Rock Band 2 is the most fun I've had on a video game since Ken Griffey, Jr. Presents Major League Baseball for the SNES. That game was great because I figured out a strategy to win every game. Additionally since there was no license from the player's union, all of the people had fake names so I printed out the entire 1994 MLB roster and renamed every player based on their yearly statistics. I can talk more about this later, but only go into the Ken Griffey back story to accurately illustrate how fun Rock Band 2 is. You literally play instruments along with the songs that you hear through your television's speakers. The only drawback is the limited catalog, but you can always buy more songs to play with your significant other or friends. I bought Ten by Pearl Jam so I could sing sons like "Black" and "Jeremy" while playing impossible guitar solos on "Even Flow" and "Alive." I also used the Playstation machine to legally obtain three Nirvana songs for $5.49. The proof is below.

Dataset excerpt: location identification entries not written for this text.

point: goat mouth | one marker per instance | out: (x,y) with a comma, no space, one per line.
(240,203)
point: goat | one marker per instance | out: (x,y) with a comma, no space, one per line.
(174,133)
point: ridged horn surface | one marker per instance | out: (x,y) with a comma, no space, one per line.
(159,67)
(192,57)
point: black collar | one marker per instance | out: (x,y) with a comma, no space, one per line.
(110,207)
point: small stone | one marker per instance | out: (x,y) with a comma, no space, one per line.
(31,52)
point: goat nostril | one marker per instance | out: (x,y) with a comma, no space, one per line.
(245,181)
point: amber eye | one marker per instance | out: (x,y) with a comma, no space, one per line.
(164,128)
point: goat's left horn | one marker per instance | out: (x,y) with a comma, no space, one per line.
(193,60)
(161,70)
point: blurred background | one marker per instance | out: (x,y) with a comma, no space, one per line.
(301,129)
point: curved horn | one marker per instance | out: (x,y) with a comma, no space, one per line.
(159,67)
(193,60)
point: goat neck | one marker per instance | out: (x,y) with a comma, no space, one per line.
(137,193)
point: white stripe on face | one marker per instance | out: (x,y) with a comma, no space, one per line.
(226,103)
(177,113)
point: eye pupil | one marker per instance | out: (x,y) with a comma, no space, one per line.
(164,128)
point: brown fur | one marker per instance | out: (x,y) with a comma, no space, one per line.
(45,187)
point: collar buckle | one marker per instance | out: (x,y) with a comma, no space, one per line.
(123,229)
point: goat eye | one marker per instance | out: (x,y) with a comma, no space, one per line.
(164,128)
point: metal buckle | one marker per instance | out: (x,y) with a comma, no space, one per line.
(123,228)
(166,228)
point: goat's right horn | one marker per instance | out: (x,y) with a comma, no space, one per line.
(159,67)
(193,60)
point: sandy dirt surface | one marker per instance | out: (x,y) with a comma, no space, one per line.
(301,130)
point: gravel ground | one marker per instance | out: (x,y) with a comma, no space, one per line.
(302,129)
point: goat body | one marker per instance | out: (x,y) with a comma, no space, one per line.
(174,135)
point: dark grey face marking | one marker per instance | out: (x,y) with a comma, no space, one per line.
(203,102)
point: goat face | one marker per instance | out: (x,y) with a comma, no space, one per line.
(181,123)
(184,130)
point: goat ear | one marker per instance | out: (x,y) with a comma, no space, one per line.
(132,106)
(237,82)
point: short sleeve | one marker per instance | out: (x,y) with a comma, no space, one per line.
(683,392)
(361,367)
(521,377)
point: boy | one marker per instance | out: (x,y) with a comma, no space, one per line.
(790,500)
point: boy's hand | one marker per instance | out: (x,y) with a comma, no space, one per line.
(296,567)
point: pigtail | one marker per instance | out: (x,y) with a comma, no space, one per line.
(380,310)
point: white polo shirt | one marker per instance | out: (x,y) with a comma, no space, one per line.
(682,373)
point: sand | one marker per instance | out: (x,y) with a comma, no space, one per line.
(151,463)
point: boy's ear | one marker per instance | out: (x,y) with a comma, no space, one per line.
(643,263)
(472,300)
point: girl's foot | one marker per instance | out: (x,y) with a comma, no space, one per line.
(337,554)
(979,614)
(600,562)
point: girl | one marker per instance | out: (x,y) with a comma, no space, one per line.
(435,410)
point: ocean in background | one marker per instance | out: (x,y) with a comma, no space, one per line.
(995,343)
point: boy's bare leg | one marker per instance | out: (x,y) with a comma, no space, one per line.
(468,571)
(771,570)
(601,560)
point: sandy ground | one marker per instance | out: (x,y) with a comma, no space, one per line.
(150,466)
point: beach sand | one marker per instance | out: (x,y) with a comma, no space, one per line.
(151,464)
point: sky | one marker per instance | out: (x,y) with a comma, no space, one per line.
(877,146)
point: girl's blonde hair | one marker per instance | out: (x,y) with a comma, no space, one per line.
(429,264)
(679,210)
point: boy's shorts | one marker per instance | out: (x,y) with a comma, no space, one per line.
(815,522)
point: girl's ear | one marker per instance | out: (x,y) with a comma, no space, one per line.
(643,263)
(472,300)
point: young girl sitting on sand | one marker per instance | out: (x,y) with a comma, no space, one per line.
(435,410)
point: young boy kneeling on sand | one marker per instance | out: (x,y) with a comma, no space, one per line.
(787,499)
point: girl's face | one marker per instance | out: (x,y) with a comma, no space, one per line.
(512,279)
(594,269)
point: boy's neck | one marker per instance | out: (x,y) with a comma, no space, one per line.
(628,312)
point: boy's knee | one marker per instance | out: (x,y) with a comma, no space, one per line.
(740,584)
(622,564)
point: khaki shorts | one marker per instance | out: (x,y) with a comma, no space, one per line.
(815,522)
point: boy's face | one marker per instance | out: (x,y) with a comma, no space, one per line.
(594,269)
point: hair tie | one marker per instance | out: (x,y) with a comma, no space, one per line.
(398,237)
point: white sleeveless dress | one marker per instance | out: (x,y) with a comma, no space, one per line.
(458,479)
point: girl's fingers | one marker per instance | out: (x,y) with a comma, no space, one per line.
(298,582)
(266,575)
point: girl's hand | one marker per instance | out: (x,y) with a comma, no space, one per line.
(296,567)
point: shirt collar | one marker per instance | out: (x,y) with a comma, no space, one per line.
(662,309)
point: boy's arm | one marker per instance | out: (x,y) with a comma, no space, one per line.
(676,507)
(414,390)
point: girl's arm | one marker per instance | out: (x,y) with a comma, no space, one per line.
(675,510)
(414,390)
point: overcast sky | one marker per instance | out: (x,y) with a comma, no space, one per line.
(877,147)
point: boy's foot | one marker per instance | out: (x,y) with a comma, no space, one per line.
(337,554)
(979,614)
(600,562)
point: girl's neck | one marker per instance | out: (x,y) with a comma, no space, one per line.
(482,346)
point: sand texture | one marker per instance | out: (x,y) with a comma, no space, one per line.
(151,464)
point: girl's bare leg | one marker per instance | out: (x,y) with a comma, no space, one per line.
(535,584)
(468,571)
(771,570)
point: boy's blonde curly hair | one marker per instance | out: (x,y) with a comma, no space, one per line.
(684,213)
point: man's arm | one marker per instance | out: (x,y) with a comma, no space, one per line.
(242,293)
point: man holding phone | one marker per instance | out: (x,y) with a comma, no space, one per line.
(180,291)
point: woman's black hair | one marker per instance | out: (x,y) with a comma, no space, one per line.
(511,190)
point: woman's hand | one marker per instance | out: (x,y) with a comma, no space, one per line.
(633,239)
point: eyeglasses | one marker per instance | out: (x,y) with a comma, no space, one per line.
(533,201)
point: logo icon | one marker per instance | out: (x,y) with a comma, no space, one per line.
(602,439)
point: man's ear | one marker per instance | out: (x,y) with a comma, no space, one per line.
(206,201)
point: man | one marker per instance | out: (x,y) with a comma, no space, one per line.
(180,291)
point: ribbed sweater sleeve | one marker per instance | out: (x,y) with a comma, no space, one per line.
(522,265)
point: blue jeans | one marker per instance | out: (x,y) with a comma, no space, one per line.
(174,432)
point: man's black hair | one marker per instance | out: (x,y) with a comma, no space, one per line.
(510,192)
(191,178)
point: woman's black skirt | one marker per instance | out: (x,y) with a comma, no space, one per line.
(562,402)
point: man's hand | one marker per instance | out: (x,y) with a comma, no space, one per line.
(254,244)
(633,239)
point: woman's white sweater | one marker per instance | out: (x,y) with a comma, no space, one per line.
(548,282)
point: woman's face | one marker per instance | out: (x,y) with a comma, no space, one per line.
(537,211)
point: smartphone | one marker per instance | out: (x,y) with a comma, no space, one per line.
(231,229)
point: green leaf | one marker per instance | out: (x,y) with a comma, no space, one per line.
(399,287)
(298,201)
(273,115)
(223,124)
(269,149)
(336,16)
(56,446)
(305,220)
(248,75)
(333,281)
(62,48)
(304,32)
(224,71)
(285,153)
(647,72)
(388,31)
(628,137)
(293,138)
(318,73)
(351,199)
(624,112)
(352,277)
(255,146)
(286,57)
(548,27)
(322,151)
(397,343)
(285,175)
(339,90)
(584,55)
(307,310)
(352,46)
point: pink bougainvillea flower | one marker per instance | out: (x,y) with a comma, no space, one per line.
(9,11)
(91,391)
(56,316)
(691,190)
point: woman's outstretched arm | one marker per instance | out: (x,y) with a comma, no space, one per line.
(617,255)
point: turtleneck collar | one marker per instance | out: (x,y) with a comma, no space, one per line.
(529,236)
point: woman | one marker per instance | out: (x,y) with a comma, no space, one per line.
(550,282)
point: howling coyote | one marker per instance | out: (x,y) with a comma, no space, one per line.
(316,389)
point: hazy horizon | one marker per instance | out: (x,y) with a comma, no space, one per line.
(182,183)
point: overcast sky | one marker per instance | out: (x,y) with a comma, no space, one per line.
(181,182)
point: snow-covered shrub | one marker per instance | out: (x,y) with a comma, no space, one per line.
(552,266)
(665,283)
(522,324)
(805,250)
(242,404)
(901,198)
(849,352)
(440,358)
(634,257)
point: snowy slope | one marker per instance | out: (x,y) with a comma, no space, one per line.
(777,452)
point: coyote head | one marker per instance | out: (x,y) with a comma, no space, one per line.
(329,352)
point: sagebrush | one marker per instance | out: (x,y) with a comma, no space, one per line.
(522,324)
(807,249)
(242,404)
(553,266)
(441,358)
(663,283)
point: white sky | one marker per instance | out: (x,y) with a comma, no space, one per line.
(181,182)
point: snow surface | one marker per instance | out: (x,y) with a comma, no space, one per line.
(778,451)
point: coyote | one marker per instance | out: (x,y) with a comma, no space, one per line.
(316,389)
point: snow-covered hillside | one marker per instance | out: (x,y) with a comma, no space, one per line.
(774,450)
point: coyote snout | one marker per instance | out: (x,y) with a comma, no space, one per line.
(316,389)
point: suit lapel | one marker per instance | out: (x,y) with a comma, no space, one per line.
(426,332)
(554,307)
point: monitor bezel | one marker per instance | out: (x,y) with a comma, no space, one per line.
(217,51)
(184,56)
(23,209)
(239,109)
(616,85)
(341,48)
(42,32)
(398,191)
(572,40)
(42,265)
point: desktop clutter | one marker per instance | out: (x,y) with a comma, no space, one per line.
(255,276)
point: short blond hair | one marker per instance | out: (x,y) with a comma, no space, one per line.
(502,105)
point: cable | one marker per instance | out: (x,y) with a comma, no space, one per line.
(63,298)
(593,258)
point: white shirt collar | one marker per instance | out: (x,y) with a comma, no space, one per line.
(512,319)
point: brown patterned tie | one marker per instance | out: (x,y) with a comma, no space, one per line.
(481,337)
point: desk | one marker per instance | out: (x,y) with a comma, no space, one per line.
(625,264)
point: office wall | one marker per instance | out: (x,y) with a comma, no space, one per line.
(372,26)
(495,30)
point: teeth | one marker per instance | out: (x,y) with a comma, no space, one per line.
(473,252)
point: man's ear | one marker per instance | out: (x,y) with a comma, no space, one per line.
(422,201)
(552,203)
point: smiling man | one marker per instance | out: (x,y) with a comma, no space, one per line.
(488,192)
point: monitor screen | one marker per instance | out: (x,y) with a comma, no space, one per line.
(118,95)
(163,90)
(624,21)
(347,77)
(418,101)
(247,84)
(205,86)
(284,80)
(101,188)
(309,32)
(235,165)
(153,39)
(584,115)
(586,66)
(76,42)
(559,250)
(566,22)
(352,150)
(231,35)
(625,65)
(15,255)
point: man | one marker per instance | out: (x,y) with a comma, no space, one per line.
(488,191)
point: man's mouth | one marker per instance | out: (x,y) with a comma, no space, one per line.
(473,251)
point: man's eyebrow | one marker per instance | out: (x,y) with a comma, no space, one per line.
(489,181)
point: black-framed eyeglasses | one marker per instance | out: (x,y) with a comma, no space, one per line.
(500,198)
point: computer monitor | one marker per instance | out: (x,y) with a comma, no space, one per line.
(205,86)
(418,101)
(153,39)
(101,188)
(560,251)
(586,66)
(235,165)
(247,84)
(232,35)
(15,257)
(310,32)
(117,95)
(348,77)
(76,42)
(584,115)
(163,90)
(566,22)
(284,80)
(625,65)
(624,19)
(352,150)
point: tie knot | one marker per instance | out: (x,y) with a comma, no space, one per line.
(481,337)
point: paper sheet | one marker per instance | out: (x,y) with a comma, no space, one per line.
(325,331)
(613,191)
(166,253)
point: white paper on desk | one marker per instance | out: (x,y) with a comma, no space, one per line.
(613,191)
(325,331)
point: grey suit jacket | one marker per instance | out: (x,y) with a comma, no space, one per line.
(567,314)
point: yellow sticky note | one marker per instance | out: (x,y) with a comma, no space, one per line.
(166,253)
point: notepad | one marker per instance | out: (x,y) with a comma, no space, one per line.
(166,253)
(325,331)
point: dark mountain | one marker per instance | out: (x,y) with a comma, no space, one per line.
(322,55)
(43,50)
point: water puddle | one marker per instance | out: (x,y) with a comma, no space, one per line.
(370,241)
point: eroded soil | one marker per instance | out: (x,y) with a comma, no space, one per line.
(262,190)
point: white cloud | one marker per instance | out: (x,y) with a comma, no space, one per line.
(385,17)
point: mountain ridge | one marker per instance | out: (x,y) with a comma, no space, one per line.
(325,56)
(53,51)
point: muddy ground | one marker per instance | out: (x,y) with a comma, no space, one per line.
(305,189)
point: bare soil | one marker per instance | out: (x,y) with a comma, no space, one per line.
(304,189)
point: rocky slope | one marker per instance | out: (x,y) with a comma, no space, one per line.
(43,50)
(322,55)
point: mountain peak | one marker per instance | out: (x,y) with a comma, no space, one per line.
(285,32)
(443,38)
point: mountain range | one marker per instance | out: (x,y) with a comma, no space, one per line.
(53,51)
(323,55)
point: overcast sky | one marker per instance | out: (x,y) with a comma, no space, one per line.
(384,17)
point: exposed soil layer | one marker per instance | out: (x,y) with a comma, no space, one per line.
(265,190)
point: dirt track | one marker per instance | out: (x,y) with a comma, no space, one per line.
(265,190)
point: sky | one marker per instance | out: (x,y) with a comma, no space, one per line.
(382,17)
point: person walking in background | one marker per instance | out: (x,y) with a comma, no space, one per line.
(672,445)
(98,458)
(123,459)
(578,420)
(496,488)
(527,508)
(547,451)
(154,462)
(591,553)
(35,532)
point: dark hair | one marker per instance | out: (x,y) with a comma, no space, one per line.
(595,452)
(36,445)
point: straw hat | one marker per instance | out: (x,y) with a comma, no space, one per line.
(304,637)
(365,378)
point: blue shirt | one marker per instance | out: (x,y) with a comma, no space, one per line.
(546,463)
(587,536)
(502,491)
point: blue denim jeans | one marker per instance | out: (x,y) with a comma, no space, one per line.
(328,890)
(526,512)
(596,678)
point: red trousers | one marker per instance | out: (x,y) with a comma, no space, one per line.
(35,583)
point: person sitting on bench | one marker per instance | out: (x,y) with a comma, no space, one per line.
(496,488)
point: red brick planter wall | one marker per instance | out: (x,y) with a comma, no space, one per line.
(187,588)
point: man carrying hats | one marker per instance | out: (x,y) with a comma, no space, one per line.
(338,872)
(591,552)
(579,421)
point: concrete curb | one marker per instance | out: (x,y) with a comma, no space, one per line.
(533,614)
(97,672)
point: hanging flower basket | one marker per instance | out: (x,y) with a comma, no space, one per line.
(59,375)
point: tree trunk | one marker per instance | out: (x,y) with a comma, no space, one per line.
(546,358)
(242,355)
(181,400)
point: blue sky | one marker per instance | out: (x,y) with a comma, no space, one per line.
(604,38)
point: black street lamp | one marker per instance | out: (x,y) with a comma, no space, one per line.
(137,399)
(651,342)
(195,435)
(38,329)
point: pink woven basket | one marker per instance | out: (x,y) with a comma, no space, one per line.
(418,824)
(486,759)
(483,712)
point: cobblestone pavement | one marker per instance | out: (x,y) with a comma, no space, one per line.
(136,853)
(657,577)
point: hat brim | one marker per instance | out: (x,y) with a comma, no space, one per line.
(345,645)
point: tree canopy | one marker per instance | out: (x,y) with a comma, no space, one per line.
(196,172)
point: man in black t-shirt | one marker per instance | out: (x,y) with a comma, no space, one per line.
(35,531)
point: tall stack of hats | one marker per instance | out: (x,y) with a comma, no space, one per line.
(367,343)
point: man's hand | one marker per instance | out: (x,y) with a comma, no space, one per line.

Thanks for reading, and please email me if you would like me to play Rock Band 2 at your next wedding, bar mitzvah or Friday prayer service. I'll play guitar or drums to anything, but I only sing songs I know. And no Decemberists.


  1. "Rock Band is a game for the whole family. As long as your family doesn't grow beyond four, which coincidentally is how big my family was growing up. There's a spot for guitar, bass guitar, drums and vocals."

    what position did sue fill?? i honestly can't think of a single thing i'd like to see more in the entire world than sue doing vocals to "tangled up in blue," with the possible exception of bob dylan doing vocals to "tangled up in blue" circa 1975.

  2. I'll take over video game reviews from here on out.

  3. Gary, get Facebook for the love of god!

  4. Come on, Maddie. Gary did vocals. Sue obviously played drums.

  5. This was really great. When I get stressed from here out I am just going to picture Glenn playing Rockband 2 (in my imagination it will be in a very similar fashion to the way Glenn dances).

  6. If you play your cards right, we might actually be able to do Even Flow together.

  7. I have Rock Band 2, everybody come on over!